ELEVENTH SUNDAY OF THE YEAR - 16.6.02

Ex 19,2-6; Rom 5,6-11; Mt 9,36-10,8

Slaves of no one but God, yet humble servants 

Jesus & His Kingdom of God. From the outset, Matthew states, that Jesus came to set up God’s New Kingdom: he launched the Jesus Movement by alerting everyone: ‘Repent, for the Kingdom of God is at hand’ (4,23). Matthew spends Chapter 9, to tell us what happened: his preaching made a deep impression on people & large crowds began to follow him from place to place. All sorts of ‘little people’ & outcasts came to Jesus from the crowd: an unclean leper & a hated pagan Centurion - a sick woman & pagans under evil spirits - a paralysis stricken man & the dead daughter of a Jewish Chief, a woman with unclean haemorrhage, 2 blind men & a dumb demoniac: indeed all kinds of troubled people came in search of hope, healing & dignity. And Jesus healed many. Matthew goes on to say that Jesus called some people to become disciples; he even called Matthew, (a despicable man who extorted taxes from his own people, to enrich the enemy, to stress that the invitation is for all), and these left everything & followed Him. Finally Jesus selected his closest leaders: ‘The 12’, to match the 12 tribes of Israel in his New Kingdom. Jesus instructed them, before sending them to preach, teach & heal in His name: ‘as you go, proclaim that the Kingdom of God is at hand’. The injunctions that Jesus gives his missionaries have a special urgency not only for Matthew & the Christian Community of his time, but for us & the believers of all time, today & forever.

Warnings for you and me. Matthew’s Gospel is a book of his time, deeply imbedded in the legal system of an ancient male-dominated society. The liberation proclaimed by Jesus at his time was easily perceived as political freedom from a Roman oppressor: as a National Liberation Front. But Jesus went deeper than that. The conviction that no one is King but God alone is at the centre of Jesus’ message & of the Christianity he founded.
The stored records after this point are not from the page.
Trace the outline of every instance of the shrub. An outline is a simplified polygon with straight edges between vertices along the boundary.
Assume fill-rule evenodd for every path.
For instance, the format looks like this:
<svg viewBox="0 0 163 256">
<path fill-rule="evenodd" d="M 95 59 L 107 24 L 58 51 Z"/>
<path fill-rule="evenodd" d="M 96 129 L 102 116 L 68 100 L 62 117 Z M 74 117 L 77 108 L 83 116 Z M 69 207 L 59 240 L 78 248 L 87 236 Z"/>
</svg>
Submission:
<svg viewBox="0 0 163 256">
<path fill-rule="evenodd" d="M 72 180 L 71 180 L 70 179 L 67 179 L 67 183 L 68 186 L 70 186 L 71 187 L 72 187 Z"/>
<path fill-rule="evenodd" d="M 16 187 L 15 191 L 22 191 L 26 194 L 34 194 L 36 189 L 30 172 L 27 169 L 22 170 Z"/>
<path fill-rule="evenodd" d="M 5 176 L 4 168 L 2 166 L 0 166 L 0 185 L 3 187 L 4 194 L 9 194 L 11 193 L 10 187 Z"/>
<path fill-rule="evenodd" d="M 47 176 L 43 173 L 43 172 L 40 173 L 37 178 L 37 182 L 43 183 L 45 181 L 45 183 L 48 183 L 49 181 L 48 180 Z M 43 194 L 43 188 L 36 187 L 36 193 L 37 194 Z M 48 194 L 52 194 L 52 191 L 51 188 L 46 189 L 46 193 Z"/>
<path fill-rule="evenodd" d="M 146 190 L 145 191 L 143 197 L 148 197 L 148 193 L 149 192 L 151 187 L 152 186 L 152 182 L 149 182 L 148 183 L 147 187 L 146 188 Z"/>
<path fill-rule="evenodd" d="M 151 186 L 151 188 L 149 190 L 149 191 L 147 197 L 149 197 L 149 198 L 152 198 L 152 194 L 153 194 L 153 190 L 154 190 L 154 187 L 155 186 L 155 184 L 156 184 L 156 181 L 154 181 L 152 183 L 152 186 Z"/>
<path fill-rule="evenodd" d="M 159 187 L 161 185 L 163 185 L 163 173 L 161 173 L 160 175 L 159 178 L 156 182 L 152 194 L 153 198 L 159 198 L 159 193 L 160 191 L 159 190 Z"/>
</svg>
He proclaimed a freedom from all oppressive structures that are built in society, at his time & at all times. Naturally, the Gospel became -and will always be- ‘Good News’ for the poor & marginalized, for all who are excluded & made invisible by our legal systems: slaves & sinners, prostitutes & publicans (tax-collectors), women & children, & those who are ousted as ‘unclean’. Warning: we have no right to exclude others & claim power for ourselves: rich over poor, Jew over Gentile, White over Coloured, Man over Woman, Clean over Unclean... For years we said that ‘Kingdom of God’ was a simple expression that Jesus used to mean God’s rule, reign & sovereignty: something that is not spatial, territorial, political, national... something that will apply fully in the hereafter, in the life of the Blessed in Heaven. Wrong! this is not good enough! Rather, Jesus established a society (‘Church’), where no one is king (melek), or emperor (basileus) but God alone. This very point brought Jesus in conflict with the political leaders of Israel (Sadducees) who cooperated with the Roman Empire, and with the Pharisees who accepted Yahweh’s Kingdom over Nations & Nature, but excluded the poor, oppressed & unclean.

Deeper warning: Jesus’ words are for us leaders, not for a world out there. We leaders are likely to betray these warnings, as the apostles betrayed Jesus one by one. If we think we are strong & have got it right, we delude ourselves. Consider the abuse & wrong-doing in our Church right now. Indeed, Jesus’ powerful warning is for us all, lest by preaching what we do not practice, we become a mockery to ourselves & a disgrace to the Church.